Head start in cybersecurity career

cybersecurity interns

By Douglas Esser
Headlines about hacked emails and the theft of millions of names from databases highlight the vulnerability of digital information and the growing need for cybersecurity. Ten University of Washington Bothell students have a head start in cybersecurity careers as capstone interns in a new partnership with T-Mobile, learning how to protect information from hackers, viruses and loss.

The three business and seven computing and software systems (CSS) students were selected as the first group in a program pairing workforce training and UW Bothell classes approved by the National Security Agency (NSA). The result will be graduates who are prepared to be productive when they start jobs in the demanding and complex field.

“I was very fortune to get this internship. It’s a field that’s growing very quickly, and I want to go on that path,” says Aparna Suntosh, right, who is graduating this spring in business. “There’s a shortage of qualified people. So it’s a really big opportunity.”

Aparna Suntosh

A lack of prepared cybersecurity talent is the No. 1 problem cited by employers worldwide in this arena, says Barbara Endicott-Popovsky, executive director of the Center for Information Assurance and Cybersecurity. CIAC relocated its education arm last year to UW Bothell.

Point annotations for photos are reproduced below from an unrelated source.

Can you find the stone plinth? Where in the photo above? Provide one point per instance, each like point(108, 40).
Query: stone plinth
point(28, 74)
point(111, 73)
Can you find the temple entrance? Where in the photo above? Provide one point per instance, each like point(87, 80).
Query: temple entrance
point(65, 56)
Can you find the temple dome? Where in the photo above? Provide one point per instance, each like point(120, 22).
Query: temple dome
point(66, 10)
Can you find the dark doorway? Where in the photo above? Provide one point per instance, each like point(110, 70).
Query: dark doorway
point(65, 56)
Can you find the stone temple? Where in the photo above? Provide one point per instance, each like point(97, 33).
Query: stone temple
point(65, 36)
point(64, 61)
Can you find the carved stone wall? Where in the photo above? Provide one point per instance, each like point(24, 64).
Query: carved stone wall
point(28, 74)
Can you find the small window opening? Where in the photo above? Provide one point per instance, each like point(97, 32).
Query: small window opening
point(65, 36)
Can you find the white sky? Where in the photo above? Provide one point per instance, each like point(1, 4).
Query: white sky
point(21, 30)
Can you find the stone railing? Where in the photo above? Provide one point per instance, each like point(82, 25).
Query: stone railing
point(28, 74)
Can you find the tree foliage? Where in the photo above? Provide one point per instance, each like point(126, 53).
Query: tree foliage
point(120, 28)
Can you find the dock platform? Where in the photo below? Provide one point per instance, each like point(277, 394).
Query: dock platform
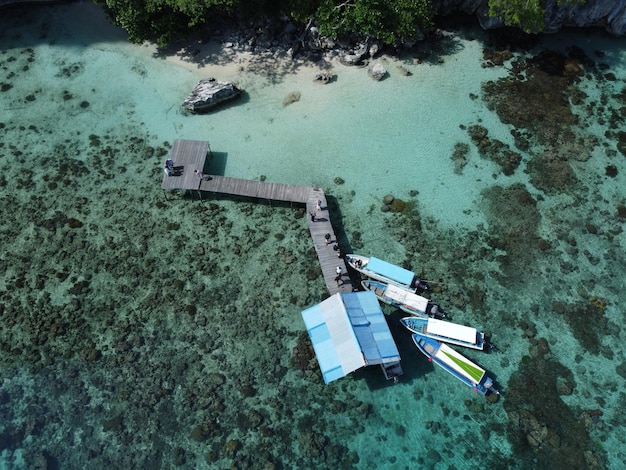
point(190, 155)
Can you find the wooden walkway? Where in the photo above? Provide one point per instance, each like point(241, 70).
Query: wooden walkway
point(189, 155)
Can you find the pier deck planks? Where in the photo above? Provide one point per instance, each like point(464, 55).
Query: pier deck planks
point(189, 155)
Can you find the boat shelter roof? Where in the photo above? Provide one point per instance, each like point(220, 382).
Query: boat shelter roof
point(349, 331)
point(391, 271)
point(452, 330)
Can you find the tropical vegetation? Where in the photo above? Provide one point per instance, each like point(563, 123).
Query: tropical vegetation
point(390, 21)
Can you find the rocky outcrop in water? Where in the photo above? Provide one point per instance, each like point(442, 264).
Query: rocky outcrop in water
point(607, 14)
point(210, 93)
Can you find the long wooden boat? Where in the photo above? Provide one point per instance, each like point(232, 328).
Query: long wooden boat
point(456, 364)
point(446, 331)
point(404, 299)
point(386, 272)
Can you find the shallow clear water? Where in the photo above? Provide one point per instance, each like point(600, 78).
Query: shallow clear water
point(139, 331)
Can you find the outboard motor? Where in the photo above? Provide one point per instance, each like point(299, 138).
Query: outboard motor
point(419, 285)
point(433, 311)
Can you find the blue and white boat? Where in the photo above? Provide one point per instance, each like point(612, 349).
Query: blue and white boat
point(445, 331)
point(386, 272)
point(456, 364)
point(404, 299)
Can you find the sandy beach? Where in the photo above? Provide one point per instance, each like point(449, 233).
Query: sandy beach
point(147, 330)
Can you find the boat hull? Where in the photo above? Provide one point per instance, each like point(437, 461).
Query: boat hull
point(404, 299)
point(380, 270)
point(455, 364)
point(446, 332)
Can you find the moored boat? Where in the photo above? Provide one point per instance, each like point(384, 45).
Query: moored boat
point(445, 331)
point(455, 364)
point(386, 272)
point(404, 299)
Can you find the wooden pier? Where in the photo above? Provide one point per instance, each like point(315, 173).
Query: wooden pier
point(190, 155)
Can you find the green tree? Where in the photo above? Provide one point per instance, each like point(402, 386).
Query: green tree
point(528, 15)
point(391, 21)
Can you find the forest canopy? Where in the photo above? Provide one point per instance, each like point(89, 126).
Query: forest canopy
point(390, 21)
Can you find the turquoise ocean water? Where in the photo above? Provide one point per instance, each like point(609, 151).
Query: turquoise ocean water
point(145, 332)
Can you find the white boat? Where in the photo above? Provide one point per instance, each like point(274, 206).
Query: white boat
point(404, 299)
point(386, 272)
point(445, 331)
point(455, 364)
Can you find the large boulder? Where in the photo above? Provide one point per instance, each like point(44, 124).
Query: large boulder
point(377, 72)
point(210, 93)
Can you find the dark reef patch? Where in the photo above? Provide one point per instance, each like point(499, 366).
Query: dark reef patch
point(494, 149)
point(543, 430)
point(536, 98)
point(587, 321)
point(513, 220)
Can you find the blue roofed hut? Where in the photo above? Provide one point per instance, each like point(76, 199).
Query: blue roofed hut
point(349, 331)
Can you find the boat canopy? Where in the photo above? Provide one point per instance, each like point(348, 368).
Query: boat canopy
point(403, 296)
point(451, 330)
point(459, 364)
point(391, 271)
point(349, 331)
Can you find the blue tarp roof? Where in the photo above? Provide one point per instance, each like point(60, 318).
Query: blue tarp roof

T-Mobile is the first of several regional businesses expected to partner with CIAC so that industry needs and guidance are integrated into education and research. The interns who started work this month are gaining a broad exposure to how the telecommunications company secures information and thwarts attacks on data. Managers say they are impressed with the quality of participating students.

“We are very fortunate to have the opportunity to work with UW Bothell in this important effort to increase the regional cybersecurity workforce,” said William Boni, vice president of enterprise information and chief information security officer.

T-Mobile logo

In addition to Suntosh, the other UW Bothell business students are Malik Bseikri and, Daniel DuBois. The computing and software systems students are Caitlin Cunningham, Swetha Kumar, Thida Myint, Jessica Nguyen, Michael Su. Cody Snow and Midori Williams.

Students are paid to work a flexible schedule of 15 to 20 hours a week at T-Mobile offices in Bothell, Bellevue or Snoqualimie. They’re learning systems that regulate access to data and prevent unauthorized changes, disclosure or destruction.

Business majors are included because the program takes a systems approach that crosses disciplines. Cybersecurity is about more than building firewalls, says Endicott-Popovsky.

CIAC is recognized by the NSA as a center for academic excellence in research and in cyber defense education. The center is a resource center for 12 western states. The UW Bothell program is designed to show how to optimize student learning and serve as a model for other schools.

Concurrent with the internship, the students also are taking a UW Professional and Continuing Education (PCE) course to earn a certificate in information security and risk management.

Students and T-Mobile have no obligation to each other after the internship, but, “If things go right, it could be a possibility. If that works out I’d love to work for the company,” Suntosh says.